Last year, I wrote about ways generative AI can help writers without infringing on others’ copyright and our creative expression. Much has happened since then. Now, the creative community has gone into a full-blown rebellion against generative AI. Agents, publishers, authors, and readers are busy sussing out writing that is AI-generated. They look for signs of ChatGPT in every em dash and out-of-fashion term. Some link generative AI with fascism.
My own perspective about generative AI for writing has also changed.
I discontinued using an AI-based tool for editing. Part of my decision came from my frustrations with the tool itself. I wasn’t always happy with its editing recommendations. I often repeat the same opening phrase in multiple sentences for emphasis, which is a carryover from my Toastmasters experience. But the tool flagged the repeated phrase as a mistake. And I had character names flagged as misspellings, even if I added them to my dictionary. This isn’t only a problem for invented names. I have a character named Yusef. This is a perfectly normal Arabic name, but my spell checker still slaps it with a red underline.
What ultimately swayed my decision to discontinue the tool was the change in political environment. The tool vendor can pinky promise your content won’t be sucked into their language models, but your work is still under their surveillance. The software is analyzing your writing, processing it on their servers, and returning suggestions based on their algorithms. How do you know they’re not reporting on the things you’re writing? What if the changes they make undermine the messages you want to deliver? Considering that a number of these companies have close connections to the current regime, how can their software be trusted?
While expressing yourself is a risk these days, I want control over what I write and when and how I choose to make it public. I don’t want my software conspiring against me.

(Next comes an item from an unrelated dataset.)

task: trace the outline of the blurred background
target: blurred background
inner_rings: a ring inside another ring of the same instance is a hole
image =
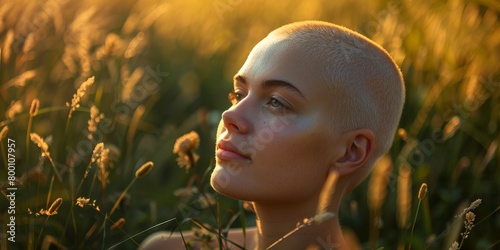
[[[456,216],[481,199],[462,249],[499,249],[499,12],[496,0],[0,0],[0,248],[136,249],[153,232],[197,227],[186,218],[252,225],[243,204],[207,184],[215,129],[251,48],[281,25],[315,19],[381,44],[406,81],[391,151],[341,208],[349,239],[360,249],[448,249],[465,231]],[[193,130],[200,159],[179,168],[175,140]],[[9,139],[16,243],[6,226]],[[135,179],[148,161],[151,172]],[[57,214],[43,214],[58,197]],[[78,197],[90,201],[75,206]]]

Since I dropped that tool, my writing has gotten better. I can express myself more freely. No more constant corrections that hampered my flow. I can focus on what I want to express instead of feeling I have to make those words perfect as I write them. A few typos is a small price for creative freedom.
The problem with generating books with tools like ChatGPT is your words are not your own. You become a mouthpiece of whatever the AI produces. Unless you’ve done the research and writing yourself, you have no idea if what was written is true and accurate, and if those words align with your own views. You surrendered your insight and creative expression to an algorithm.
I still believe generative AI has a place in writing. It’s useful in research. It can summarize ideas so you can use them as a starting point for further investigation. And I’ve found it very helpful in creating reference images to develop characters.
In the novel I started, my main character is a 29-year-old technical writer. (Write what you know, as they always say.) In one scene, she comes home from a frustrating day at work and a disappointing date. She changes into comfortable clothes to play her favorite vintage video game on the Commodore Amiga 500 she inherited from her father. This is what Microsoft Copilot came up with.
This is your stereotypically bad AI image. She faces forward, but the screen is on the side. The Amiga is a desktop computer. She would be sitting in a gaming chair, not the floor. And what’s with the t-shirt, Copilot? I couldn’t use this image for book covers and promotional art because it contains artwork and photography from others. At least she has the correct number of fingers.
But for developing character, this image is extremely useful. I’m able to develop her backstory and personality, create details about her daily life, and develop dialogue. I can imagine the perceptions the other characters would make from how they see her and use them to create conflict. I can keep details about her consistent. Entire scenes can be built on a visual prompt like this one. When used this way, generative AI sparks creativity instead of being an artificial end-product.
Generative AI, like all technologies, can be used for good or ill. It can stimulate creativity or stifle it. As writers, we shouldn’t impulsively reject or surrender to it. We need to understand it and learn how to use it properly to further our imagination and create better and more human writing.